Wenn wir gleichzeitig versuchen, die Normalisierung einer sehr schwierigen Lebens­lage zu erreichen und die Betroffenheit der Familien und der Verwandten zu sehen, sind auch hier entsprechende Maßnahmen zu setzen. Sie sind oftmals Pflegende und Sorgende, da geht es auch um die Möglichkeit, dass es zeitweise Aufenthalte in sta­tionären Einrichtungen gibt, aber genauso geht es um die soziale Absicherung und Grundsicherung dieser Menschen.

Es ist schon die demographische Entwicklung angesprochen worden. Das ist richtig, die Kosten werden zunehmen.
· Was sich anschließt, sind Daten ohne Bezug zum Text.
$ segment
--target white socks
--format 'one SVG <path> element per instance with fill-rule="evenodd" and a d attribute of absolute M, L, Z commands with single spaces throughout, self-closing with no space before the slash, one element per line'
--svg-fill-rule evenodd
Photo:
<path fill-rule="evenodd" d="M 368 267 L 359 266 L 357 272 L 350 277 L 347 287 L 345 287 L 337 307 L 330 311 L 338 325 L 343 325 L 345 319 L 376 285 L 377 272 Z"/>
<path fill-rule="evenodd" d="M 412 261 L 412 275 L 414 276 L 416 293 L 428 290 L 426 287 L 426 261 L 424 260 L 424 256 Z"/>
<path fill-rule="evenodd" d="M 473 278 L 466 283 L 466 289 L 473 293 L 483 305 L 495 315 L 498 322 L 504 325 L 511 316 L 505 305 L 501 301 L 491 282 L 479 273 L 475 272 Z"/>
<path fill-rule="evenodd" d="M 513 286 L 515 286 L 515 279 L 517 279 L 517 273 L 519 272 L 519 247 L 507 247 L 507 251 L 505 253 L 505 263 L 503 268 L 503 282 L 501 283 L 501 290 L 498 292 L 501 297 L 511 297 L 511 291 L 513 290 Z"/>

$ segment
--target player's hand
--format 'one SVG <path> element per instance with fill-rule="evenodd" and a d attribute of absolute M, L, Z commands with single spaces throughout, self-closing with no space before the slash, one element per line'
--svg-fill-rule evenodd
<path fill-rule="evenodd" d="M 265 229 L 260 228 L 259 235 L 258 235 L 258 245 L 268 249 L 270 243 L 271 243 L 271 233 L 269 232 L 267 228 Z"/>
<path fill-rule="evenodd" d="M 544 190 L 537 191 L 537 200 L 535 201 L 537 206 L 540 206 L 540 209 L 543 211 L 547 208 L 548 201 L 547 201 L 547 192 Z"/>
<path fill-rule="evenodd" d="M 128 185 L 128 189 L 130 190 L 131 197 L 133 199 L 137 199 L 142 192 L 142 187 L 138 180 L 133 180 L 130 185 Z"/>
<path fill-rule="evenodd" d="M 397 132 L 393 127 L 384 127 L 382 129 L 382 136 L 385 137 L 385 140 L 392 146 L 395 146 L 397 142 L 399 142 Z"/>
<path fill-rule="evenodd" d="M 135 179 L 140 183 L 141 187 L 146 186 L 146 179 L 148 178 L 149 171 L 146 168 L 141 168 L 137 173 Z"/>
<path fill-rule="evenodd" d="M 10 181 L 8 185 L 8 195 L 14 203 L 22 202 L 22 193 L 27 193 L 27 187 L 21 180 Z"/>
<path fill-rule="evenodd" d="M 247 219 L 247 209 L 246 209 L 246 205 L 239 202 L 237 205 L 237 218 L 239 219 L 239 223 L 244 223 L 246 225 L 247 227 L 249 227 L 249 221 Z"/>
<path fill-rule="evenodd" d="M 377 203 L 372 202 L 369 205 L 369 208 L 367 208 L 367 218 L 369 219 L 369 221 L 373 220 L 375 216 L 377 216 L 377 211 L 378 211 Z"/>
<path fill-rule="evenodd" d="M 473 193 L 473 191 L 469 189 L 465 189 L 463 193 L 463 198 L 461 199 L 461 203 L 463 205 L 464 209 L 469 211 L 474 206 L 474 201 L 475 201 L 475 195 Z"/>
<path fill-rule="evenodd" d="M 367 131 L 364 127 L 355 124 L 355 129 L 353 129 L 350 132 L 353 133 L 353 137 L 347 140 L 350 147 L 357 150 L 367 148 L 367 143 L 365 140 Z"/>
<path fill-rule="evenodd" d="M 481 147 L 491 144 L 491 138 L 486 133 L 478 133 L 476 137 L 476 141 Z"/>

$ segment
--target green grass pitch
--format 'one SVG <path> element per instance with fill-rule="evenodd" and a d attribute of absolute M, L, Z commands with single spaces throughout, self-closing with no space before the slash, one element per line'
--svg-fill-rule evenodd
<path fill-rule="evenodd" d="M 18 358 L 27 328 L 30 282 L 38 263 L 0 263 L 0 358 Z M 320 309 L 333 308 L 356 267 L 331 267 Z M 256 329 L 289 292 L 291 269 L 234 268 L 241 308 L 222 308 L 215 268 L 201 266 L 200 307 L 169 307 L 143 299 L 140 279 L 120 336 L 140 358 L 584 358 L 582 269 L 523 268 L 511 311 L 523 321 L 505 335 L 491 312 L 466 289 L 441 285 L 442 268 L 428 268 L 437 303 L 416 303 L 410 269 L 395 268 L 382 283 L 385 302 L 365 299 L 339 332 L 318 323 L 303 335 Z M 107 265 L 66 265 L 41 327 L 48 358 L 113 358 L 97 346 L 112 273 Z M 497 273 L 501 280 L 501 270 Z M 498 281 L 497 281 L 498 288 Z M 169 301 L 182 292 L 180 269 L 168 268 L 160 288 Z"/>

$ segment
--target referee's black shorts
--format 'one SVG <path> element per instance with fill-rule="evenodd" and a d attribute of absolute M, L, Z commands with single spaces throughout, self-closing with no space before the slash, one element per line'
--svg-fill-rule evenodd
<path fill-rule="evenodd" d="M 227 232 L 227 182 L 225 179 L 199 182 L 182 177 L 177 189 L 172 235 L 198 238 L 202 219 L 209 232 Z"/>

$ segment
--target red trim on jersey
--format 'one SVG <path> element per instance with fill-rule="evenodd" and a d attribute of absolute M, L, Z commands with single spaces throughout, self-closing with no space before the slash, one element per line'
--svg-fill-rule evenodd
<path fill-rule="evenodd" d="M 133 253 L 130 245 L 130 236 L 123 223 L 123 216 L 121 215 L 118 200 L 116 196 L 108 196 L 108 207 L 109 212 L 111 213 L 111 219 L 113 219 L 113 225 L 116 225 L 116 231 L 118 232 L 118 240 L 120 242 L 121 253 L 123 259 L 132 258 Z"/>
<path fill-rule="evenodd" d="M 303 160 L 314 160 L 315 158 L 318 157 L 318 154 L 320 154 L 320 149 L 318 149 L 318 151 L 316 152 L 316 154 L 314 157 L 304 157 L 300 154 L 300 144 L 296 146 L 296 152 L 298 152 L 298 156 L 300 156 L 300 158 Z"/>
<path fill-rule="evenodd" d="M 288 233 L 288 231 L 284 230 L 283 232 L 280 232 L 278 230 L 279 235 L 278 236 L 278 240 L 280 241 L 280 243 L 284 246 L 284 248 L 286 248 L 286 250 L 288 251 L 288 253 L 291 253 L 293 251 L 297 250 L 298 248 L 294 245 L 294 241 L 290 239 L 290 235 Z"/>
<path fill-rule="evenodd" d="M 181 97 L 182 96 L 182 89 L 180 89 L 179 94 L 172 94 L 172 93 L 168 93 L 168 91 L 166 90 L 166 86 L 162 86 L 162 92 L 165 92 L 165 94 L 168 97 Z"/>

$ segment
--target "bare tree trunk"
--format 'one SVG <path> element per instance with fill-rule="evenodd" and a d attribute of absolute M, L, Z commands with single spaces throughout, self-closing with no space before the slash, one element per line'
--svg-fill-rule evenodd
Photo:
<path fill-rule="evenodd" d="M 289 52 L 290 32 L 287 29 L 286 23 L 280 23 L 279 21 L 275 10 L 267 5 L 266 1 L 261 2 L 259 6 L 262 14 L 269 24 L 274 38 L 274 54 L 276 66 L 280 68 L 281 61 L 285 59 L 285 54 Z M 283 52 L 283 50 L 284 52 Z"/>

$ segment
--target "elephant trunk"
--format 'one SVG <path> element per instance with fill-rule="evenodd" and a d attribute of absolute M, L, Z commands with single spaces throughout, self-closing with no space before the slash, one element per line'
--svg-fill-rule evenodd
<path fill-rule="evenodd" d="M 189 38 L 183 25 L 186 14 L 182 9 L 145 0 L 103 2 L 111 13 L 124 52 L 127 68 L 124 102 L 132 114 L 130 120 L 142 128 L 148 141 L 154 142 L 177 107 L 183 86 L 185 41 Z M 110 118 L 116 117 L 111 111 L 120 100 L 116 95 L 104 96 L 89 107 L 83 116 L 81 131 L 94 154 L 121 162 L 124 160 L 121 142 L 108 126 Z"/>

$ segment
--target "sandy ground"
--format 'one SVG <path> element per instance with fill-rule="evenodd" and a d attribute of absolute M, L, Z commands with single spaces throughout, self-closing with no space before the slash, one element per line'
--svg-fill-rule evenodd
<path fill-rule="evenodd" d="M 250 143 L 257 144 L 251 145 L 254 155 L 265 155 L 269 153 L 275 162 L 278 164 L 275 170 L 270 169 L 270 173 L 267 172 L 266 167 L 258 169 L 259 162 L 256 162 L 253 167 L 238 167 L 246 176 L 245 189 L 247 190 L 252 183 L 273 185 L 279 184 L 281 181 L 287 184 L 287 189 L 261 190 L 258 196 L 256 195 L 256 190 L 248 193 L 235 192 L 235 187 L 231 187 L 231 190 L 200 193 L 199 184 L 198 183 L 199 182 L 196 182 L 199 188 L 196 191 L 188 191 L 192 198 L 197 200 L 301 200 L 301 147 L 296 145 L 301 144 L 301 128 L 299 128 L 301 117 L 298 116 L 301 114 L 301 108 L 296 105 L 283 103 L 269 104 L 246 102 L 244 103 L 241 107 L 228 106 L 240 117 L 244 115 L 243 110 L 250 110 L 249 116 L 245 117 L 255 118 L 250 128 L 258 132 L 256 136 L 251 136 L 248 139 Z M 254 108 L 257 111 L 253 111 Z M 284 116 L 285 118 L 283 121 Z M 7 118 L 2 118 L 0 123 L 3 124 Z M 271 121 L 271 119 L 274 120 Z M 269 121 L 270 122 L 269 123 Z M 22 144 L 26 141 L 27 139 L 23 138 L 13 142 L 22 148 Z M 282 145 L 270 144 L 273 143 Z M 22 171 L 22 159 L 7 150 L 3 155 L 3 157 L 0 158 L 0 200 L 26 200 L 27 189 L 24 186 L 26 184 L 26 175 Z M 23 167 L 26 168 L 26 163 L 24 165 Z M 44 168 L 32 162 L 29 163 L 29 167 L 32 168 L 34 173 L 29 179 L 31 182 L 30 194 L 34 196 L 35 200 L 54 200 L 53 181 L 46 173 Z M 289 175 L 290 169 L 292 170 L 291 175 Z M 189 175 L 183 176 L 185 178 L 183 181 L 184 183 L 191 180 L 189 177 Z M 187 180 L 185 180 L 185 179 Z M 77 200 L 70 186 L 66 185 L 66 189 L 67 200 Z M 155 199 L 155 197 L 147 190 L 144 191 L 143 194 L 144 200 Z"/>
Es gibt genug Studien aus dem nordischen Bereich, die belegen, dass mit einem Mix an Maßnahmen – in der bestehenden Wohnung ver­bleiben zu können, mit guter Pflege von außen, plus den Heimen und modernen anderen Alten- und Behinderteneinrichtungen – tatsächlich Kosten gesenkt werden können. Da ist generell zu fragen: Wie sind die Normvorstellungen, die wir haben? Ist es nicht Zeit, diese ein Stück aufzubrechen und neue Wege zu gehen, neue Wege eines Miteinanders im Alter und auch für einen anderen Umgang mit dem Thema Gesundheit und Krankheit?

Letztendlich geht es auch um neue Ansätze in der Gesundheitspolitik, denn es ist klar – das zeigen auch viele wissenschaftliche Studien –, dass Prophylaxe, Rehabili­tation und so weiter den Alterungsprozess, den Krankheitsprozess hinauszögern. Damit können die Kosten reduziert werden, und es kann auch die Lebensqualität der betroffenen Menschen massiv erhöht werden. Das heißt nichts anderes, als dass es an der Zeit ist, über einen Strukturwandel in der Altenbetreuung nachzudenken und die­sen aktiv mitzutragen, und zwar sowohl auf Bundes- als auch auf Länderebene. Es ist hier für finanzielle Absicherung und Sicherheit zu sorgen, um auch Würde und Wertschätzung im Alter zu wahren.